E1 statistics flashcards.txt

  1. Statistics
    • is a collection of methods for planning experiments, obtaining data, and then
    • organizing, summarizing, presenting, analyzing, interpreting and drawing conclusions based on the data. It is the science of data.
  2. Statistical thinking
    involves applying rational thought and the science of statistics to critically assess data and inferences. In this course we will divide our study of statistics into two categories:
  3. Descriptive statistics
    is where we will organize and summarize the data
  4. Inferential statistics
    is where we use data to make predictions and decisions about a population based on information from a sample.

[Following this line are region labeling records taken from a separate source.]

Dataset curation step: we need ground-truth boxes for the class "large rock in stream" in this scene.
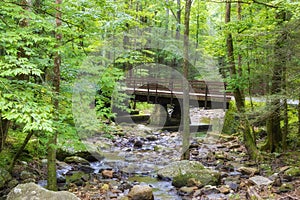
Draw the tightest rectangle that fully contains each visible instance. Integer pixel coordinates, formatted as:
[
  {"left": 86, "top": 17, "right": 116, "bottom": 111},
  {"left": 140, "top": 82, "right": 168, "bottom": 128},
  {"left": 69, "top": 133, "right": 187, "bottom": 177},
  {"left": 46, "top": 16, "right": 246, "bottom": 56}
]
[
  {"left": 0, "top": 167, "right": 12, "bottom": 188},
  {"left": 7, "top": 183, "right": 80, "bottom": 200},
  {"left": 157, "top": 160, "right": 221, "bottom": 187},
  {"left": 128, "top": 185, "right": 154, "bottom": 200}
]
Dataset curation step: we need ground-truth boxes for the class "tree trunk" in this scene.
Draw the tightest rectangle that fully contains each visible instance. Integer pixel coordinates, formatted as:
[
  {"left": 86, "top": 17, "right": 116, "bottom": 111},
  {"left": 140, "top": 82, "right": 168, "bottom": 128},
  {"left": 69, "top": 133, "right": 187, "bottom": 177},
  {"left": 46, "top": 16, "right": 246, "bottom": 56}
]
[
  {"left": 182, "top": 0, "right": 192, "bottom": 160},
  {"left": 263, "top": 11, "right": 288, "bottom": 152},
  {"left": 47, "top": 0, "right": 62, "bottom": 191},
  {"left": 225, "top": 1, "right": 259, "bottom": 159},
  {"left": 176, "top": 0, "right": 181, "bottom": 40},
  {"left": 0, "top": 116, "right": 10, "bottom": 152},
  {"left": 9, "top": 131, "right": 34, "bottom": 172},
  {"left": 298, "top": 96, "right": 300, "bottom": 136}
]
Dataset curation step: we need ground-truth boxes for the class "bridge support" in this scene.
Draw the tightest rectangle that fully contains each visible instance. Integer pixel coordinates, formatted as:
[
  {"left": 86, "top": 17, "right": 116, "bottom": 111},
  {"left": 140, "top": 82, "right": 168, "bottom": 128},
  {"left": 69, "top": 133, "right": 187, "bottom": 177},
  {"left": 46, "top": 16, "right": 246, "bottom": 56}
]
[{"left": 149, "top": 104, "right": 170, "bottom": 126}]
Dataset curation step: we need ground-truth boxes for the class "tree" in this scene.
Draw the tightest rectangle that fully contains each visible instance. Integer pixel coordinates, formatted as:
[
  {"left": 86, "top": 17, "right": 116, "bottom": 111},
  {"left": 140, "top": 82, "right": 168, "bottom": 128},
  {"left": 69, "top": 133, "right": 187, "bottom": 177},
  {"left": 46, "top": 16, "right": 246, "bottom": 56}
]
[
  {"left": 182, "top": 0, "right": 192, "bottom": 160},
  {"left": 47, "top": 0, "right": 62, "bottom": 191},
  {"left": 225, "top": 1, "right": 259, "bottom": 159}
]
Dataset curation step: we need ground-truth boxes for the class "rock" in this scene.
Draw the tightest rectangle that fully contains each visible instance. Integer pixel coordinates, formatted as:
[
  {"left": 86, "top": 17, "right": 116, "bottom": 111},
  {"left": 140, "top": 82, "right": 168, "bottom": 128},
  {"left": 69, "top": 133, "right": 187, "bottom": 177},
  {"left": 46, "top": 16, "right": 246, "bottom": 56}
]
[
  {"left": 20, "top": 171, "right": 37, "bottom": 180},
  {"left": 102, "top": 170, "right": 114, "bottom": 178},
  {"left": 78, "top": 164, "right": 95, "bottom": 174},
  {"left": 179, "top": 186, "right": 198, "bottom": 195},
  {"left": 7, "top": 179, "right": 19, "bottom": 188},
  {"left": 157, "top": 160, "right": 221, "bottom": 187},
  {"left": 64, "top": 156, "right": 89, "bottom": 165},
  {"left": 279, "top": 183, "right": 294, "bottom": 192},
  {"left": 226, "top": 181, "right": 239, "bottom": 191},
  {"left": 215, "top": 151, "right": 226, "bottom": 160},
  {"left": 186, "top": 178, "right": 203, "bottom": 188},
  {"left": 218, "top": 185, "right": 230, "bottom": 194},
  {"left": 66, "top": 171, "right": 90, "bottom": 186},
  {"left": 7, "top": 183, "right": 80, "bottom": 200},
  {"left": 157, "top": 160, "right": 205, "bottom": 178},
  {"left": 0, "top": 167, "right": 12, "bottom": 188},
  {"left": 201, "top": 185, "right": 220, "bottom": 195},
  {"left": 75, "top": 151, "right": 104, "bottom": 162},
  {"left": 146, "top": 135, "right": 158, "bottom": 142},
  {"left": 128, "top": 185, "right": 154, "bottom": 200},
  {"left": 56, "top": 148, "right": 74, "bottom": 161},
  {"left": 133, "top": 140, "right": 143, "bottom": 148},
  {"left": 237, "top": 167, "right": 259, "bottom": 176},
  {"left": 249, "top": 176, "right": 273, "bottom": 187},
  {"left": 284, "top": 167, "right": 300, "bottom": 177}
]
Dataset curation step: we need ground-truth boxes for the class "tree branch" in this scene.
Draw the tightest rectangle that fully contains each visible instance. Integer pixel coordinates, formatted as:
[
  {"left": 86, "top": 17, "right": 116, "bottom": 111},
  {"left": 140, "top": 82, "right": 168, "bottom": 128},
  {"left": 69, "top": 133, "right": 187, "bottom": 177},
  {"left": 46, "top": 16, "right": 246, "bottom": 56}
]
[{"left": 208, "top": 0, "right": 278, "bottom": 8}]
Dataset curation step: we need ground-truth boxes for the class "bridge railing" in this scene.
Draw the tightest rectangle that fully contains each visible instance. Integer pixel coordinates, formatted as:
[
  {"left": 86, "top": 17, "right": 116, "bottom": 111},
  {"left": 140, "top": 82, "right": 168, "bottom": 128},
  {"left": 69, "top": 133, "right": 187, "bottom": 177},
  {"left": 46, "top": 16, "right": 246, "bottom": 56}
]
[{"left": 126, "top": 77, "right": 231, "bottom": 96}]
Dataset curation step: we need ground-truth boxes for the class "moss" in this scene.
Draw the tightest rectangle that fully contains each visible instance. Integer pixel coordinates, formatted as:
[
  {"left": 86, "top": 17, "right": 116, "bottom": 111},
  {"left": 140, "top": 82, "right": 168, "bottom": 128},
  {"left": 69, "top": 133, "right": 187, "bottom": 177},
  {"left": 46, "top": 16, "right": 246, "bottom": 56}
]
[
  {"left": 284, "top": 167, "right": 300, "bottom": 176},
  {"left": 172, "top": 170, "right": 220, "bottom": 188},
  {"left": 222, "top": 101, "right": 239, "bottom": 134}
]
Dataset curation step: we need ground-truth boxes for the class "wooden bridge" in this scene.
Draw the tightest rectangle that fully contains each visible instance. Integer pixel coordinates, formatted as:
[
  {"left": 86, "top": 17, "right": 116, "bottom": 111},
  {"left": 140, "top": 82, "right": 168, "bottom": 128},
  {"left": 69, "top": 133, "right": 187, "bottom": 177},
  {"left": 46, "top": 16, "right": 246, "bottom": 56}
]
[{"left": 125, "top": 77, "right": 232, "bottom": 109}]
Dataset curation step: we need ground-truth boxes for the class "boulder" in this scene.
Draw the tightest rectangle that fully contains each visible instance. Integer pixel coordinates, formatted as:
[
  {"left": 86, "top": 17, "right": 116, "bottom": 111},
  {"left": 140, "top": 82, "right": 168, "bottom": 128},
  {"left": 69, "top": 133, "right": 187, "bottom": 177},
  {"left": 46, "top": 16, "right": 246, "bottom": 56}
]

  5. Descriptive statistics
    • utilizes numerical and graphical methods to look for patterns in a data set, to summarize the information revealed in a data set and to present that information in a convenient form.
    • 
    • Inferential statistics
    • utilizes sample data to make estimates, decisions, predictions or other generalizations about a larger set of data.
  6. population
    is the set of all measurements of interest to the investigator. Typically, there are too many experimental units in a population to consider every one. However, if we can examine every single one, we conduct what is called a census.
  7. sample
    is a subset of measurements selected from the population of interest.
  8. parameter
    is a numerical measurement describing some characteristic of a population and computed from all of the population measurements. For example, a population average (mean), the average obtained from every item in the population, is a parameter.
  9. statistic
    is a numerical measurement describing some characteristic of a sample drawn from the population.
  10. variable
    a characteristic that changes or varies over time or varies across different individual subjects.

    • experimental unit
    • individual or object on which a variable is measured, or about which we collect data.
    •  Person
    •  Place
    •  Thing
    •  Event
  11. measure of reliability
    is a statement about the degree of uncertainty of a statistical inference.

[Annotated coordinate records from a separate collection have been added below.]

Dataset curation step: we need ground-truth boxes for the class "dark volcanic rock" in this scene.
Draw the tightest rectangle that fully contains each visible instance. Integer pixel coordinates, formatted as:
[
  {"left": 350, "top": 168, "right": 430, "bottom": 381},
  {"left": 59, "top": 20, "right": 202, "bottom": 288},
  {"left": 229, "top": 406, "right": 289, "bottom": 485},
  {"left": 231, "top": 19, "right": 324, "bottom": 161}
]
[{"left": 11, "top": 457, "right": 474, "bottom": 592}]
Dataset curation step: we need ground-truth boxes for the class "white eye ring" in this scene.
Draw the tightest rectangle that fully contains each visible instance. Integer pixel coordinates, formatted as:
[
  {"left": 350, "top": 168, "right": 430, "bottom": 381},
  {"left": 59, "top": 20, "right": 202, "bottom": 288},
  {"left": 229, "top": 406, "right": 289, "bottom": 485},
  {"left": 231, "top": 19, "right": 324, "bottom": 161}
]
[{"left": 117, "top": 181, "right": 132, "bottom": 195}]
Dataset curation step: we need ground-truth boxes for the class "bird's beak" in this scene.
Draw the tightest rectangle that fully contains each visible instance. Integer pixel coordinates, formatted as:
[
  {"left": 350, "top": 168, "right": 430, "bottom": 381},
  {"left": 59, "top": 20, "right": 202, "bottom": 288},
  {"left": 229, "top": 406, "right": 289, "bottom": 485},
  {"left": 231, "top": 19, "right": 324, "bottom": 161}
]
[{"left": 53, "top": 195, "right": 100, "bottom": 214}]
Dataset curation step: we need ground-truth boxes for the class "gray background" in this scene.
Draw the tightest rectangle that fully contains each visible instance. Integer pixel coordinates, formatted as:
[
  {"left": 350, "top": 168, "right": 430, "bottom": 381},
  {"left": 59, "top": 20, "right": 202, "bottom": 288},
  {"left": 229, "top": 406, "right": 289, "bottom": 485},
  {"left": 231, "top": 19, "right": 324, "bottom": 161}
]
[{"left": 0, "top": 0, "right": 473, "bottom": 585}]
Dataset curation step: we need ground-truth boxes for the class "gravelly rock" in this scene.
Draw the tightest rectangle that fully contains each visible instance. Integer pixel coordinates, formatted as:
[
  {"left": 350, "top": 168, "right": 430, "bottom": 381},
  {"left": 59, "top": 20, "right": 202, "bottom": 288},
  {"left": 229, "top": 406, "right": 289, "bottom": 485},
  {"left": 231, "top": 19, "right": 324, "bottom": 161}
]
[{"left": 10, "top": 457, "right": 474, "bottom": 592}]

  12. Continuous numerical data
    result from infinitely many possible values that correspond to some continuous scale that covers a range of values without gaps, interruptions, or jumps. Example: The finishing times of a marathon
  13. Discrete numerical data
    result when the number of possible values is either a finite number or a countable number. (That is, the number of possible values is 0 or 1 or 2 and so on.) Example: The numbers of fatal automobile accidents last month in the 10 largest US cities
  14. Quantitative variables
    are numerical observations
  15. Continuous Variables
    can assume all of the infinitely many values corresponding to a line interval. Example: Y = The amount of milk that a cow produces; e.g. 2.343115 gallons per day
  16. Discrete Variables
    can assume only a countable number of values. (i.e. the number of possible values is 0, 1, 2, 3, . . .)
  17. Qualitative variables
    are non-numerical or categorical observations.
  18. representative sample
    exhibits characteristics typical of the target population. In order to ensure that we get a good sample that is representative, we often employ a random sampling approach.
  19. random sample
    is selected in such a way that every different sample of size n has an equal chance of selection.
  20. class
    is one of the categories into which data can be classified.
  21. Class frequency
    is the number of observations belonging to the class.
  22. Pareto Diagram
    is a bar graph that arranges the categories by height from tallest (left) to smallest (right).
  23. Stem-and-Leaf Display
    shows the number of observations that share a common value (the stem) and the precise value of each observation (the leaf)
  24. Histogram
    are like bar charts for numerical data, but they never have gaps between the bars (unless the frequency for the class is zero).
  25. frequency distribution (or frequency table)
    lists data values (usually in groups), along with their corresponding relative frequencies.
  26. Lower class limits
    are the smallest numbers that can belong to the different classes.
  27. Upper class limits
    are the largest numbers that can belong to the different classes.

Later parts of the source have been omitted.